Responsible Investment Strategist

“This isn’t about acting illegally; it’s about acting immorally,” said Patrick Cauwenbergh, partner and tax expert at Deloitte Belgium, as he kicked off his talk.

The specialist, who was invited to our offices to provide an update on new tax regulations, in particular the Base Erosion and Profit Shifting – BEPS (BEPS) project and the draft Anti-Tax Avoidance Directive ATAD (ATAD), did not beat around the bush. In the past four to five years, the tax environment has evolved substantially, first of all due to the 15 actions of the OECD, and then the draft Directive. Those two initiatives have led to a series of measures to, on the one hand, avoid double non-taxation and, on the other, foster transparency.

OECD double non-taxation avoidance measures:

All company levels are impacted, from the business models and cash operations to intra-corporate financing structures such as holdings and risk management.

Hence, companies need to prepare for new reporting requirements (in particular the country-by-country reporting) (1), review their current tax positions and adjust their strategy based on the new framework while making sure the latter is clearly communicated.

The European project, which was recently adopted by the Council of the 28 ministers of Finance, aims to go even further than the OECD, in particular with exit tax rules and general anti-abuse rules.

  • The former require the taxation of the market value minus the value of the tax for assets, permanent establishments or residences relocated by the taxpayer outside of a tax jurisdiction of a Member State. 
  • The latter relates to tax arrangements with the authorities, in the sense that arrangements made for undue economic reasons that do not reflect economic reality will need to be considered non-existent by the tax authorities.

It is an illusion to think that this new regulatory framework only covers big unscrupulous multinationals. The country-by-country reporting is for sure a prerogative for multinationals, but all corporations operating at the international level are impacted by these new rules of conduct, and in this context they are making preparations. As a matter of fact, the Directive will be approved at the next ECOFIN meeting on 12 July.

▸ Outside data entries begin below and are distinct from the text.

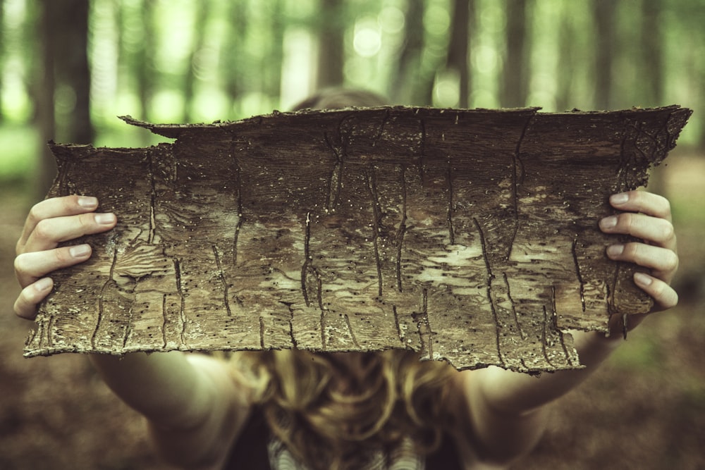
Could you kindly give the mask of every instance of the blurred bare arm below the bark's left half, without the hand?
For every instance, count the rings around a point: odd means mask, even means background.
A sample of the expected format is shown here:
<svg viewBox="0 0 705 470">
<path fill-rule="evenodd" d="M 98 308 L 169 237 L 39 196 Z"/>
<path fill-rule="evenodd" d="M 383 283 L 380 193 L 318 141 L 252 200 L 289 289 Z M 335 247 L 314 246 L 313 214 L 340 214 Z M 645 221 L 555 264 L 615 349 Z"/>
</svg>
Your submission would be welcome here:
<svg viewBox="0 0 705 470">
<path fill-rule="evenodd" d="M 220 469 L 250 406 L 226 364 L 202 354 L 92 355 L 113 392 L 149 423 L 166 462 L 183 469 Z"/>
</svg>

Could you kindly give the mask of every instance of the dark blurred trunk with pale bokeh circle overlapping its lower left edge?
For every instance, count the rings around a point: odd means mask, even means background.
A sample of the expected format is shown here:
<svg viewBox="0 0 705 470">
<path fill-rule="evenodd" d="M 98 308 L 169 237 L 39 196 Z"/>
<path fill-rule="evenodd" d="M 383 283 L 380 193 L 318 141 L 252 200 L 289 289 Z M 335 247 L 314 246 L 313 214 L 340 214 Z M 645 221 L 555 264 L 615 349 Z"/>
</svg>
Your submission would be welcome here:
<svg viewBox="0 0 705 470">
<path fill-rule="evenodd" d="M 460 108 L 467 108 L 470 99 L 470 25 L 474 25 L 474 0 L 453 0 L 450 44 L 446 67 L 460 78 Z"/>
</svg>

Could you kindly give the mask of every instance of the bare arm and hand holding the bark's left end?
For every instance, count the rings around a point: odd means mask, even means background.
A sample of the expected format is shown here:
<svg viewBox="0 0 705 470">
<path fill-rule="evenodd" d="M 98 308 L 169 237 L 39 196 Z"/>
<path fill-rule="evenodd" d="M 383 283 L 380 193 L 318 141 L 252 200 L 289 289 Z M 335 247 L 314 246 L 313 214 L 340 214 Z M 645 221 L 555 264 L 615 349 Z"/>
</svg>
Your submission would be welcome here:
<svg viewBox="0 0 705 470">
<path fill-rule="evenodd" d="M 18 316 L 33 319 L 51 291 L 47 273 L 87 260 L 89 245 L 60 242 L 101 233 L 116 225 L 114 214 L 95 214 L 98 202 L 68 196 L 40 202 L 18 240 L 16 276 L 23 290 Z M 217 469 L 249 414 L 249 396 L 228 366 L 181 352 L 91 356 L 107 385 L 149 421 L 154 443 L 166 460 L 185 469 Z"/>
</svg>

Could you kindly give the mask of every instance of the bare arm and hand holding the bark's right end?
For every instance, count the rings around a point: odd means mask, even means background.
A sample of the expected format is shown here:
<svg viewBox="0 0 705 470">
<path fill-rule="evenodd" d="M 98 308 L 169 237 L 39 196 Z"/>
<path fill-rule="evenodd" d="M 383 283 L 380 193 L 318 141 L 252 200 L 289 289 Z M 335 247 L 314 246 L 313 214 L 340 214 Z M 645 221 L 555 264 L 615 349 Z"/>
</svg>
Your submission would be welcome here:
<svg viewBox="0 0 705 470">
<path fill-rule="evenodd" d="M 654 298 L 654 311 L 674 307 L 678 295 L 670 281 L 678 269 L 678 256 L 668 200 L 632 191 L 613 196 L 611 204 L 625 212 L 601 220 L 601 230 L 633 235 L 644 242 L 611 245 L 607 255 L 649 268 L 650 274 L 635 275 L 635 283 Z M 643 319 L 644 315 L 630 316 L 628 324 L 633 328 Z M 584 369 L 544 373 L 540 378 L 497 367 L 460 374 L 471 426 L 487 457 L 506 460 L 534 447 L 545 425 L 544 405 L 580 385 L 620 345 L 621 319 L 611 319 L 611 330 L 608 338 L 602 333 L 572 332 Z"/>
</svg>

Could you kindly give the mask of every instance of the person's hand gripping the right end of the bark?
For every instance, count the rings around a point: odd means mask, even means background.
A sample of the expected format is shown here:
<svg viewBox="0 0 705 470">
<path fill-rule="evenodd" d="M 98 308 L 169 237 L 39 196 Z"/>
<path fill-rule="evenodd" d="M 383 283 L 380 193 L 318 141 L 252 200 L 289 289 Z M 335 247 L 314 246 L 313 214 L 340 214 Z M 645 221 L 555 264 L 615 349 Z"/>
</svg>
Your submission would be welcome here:
<svg viewBox="0 0 705 470">
<path fill-rule="evenodd" d="M 632 235 L 642 242 L 610 245 L 607 256 L 649 268 L 649 274 L 635 273 L 634 282 L 654 299 L 652 311 L 675 307 L 678 294 L 670 282 L 678 270 L 678 254 L 668 199 L 646 191 L 630 191 L 614 194 L 610 204 L 624 212 L 603 218 L 600 229 L 609 234 Z M 642 317 L 631 315 L 629 326 L 635 326 Z"/>
</svg>

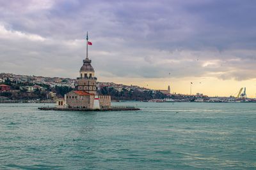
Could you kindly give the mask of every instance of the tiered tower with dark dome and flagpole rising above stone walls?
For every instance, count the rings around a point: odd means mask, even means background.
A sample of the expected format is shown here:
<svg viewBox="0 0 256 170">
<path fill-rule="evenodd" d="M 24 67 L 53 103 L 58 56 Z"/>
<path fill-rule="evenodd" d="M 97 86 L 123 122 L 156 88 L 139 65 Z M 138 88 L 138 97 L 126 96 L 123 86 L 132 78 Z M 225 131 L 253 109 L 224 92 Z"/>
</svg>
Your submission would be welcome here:
<svg viewBox="0 0 256 170">
<path fill-rule="evenodd" d="M 77 77 L 77 90 L 84 90 L 90 94 L 96 94 L 96 81 L 94 69 L 91 65 L 92 60 L 88 57 L 88 32 L 86 35 L 86 58 L 83 60 L 83 66 Z"/>
</svg>

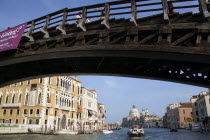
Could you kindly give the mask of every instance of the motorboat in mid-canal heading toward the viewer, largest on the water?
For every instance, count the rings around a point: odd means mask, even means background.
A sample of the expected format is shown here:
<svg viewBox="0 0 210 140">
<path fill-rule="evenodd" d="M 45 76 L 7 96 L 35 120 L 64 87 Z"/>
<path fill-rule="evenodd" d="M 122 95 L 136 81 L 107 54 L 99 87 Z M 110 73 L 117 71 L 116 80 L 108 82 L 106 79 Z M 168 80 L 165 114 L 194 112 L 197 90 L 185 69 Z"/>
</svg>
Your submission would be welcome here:
<svg viewBox="0 0 210 140">
<path fill-rule="evenodd" d="M 144 135 L 144 129 L 141 125 L 134 125 L 128 129 L 128 135 L 130 137 L 139 137 Z"/>
</svg>

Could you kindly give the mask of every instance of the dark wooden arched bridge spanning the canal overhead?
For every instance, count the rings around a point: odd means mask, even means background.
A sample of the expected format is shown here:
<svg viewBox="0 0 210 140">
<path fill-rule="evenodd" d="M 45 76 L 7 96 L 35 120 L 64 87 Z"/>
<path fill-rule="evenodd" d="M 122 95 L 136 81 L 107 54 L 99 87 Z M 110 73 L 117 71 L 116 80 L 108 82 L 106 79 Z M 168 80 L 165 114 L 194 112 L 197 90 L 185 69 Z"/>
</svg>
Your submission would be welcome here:
<svg viewBox="0 0 210 140">
<path fill-rule="evenodd" d="M 0 86 L 88 74 L 209 87 L 208 6 L 204 0 L 120 0 L 34 19 L 18 49 L 0 53 Z"/>
</svg>

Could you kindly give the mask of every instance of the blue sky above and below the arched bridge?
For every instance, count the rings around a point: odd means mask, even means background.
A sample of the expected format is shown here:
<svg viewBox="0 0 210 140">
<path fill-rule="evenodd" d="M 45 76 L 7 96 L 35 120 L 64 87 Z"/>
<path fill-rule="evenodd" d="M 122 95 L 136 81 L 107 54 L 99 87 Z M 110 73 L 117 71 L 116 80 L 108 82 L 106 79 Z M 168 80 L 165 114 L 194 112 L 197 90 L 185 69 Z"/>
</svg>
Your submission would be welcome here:
<svg viewBox="0 0 210 140">
<path fill-rule="evenodd" d="M 66 7 L 74 8 L 109 1 L 113 0 L 1 0 L 0 31 Z M 159 0 L 153 0 L 156 1 Z M 185 4 L 190 3 L 196 4 Z M 198 9 L 193 9 L 193 12 L 198 12 Z M 154 12 L 139 16 L 149 14 Z M 140 78 L 79 76 L 79 80 L 84 87 L 97 89 L 98 101 L 105 104 L 106 123 L 121 122 L 123 117 L 128 116 L 133 104 L 139 111 L 147 108 L 150 114 L 162 117 L 168 104 L 189 102 L 192 95 L 207 91 L 202 87 Z"/>
</svg>

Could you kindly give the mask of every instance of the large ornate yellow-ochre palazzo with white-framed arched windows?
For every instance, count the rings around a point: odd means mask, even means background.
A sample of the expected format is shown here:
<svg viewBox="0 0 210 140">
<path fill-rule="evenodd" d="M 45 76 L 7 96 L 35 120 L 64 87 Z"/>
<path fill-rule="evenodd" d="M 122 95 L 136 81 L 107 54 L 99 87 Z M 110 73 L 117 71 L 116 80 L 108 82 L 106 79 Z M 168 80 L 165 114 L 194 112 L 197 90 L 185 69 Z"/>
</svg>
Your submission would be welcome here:
<svg viewBox="0 0 210 140">
<path fill-rule="evenodd" d="M 78 129 L 81 82 L 69 76 L 46 77 L 0 89 L 0 122 L 42 130 Z"/>
</svg>

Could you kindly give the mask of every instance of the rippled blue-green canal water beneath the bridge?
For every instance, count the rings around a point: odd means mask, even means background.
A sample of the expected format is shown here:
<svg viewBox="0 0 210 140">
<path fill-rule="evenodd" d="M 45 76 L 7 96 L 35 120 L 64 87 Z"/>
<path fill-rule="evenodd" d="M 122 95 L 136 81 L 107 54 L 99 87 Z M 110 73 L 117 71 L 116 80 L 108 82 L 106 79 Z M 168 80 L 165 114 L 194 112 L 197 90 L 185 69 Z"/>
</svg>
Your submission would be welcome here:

The deadline for transposition in national legislation has been set at 31 December 2018, and implementation will be on 1 January 2019. Each member state is already working on the implementation aspects.

We have already said it: companies must from now on act as responsible taxpayers. Tax strategies are being increasingly scrutinised by civil society, but also by regulators and authorities. Being aware of the sometimes aggressive tax measures taken by companies can help investors identify risks for a fast-approaching future.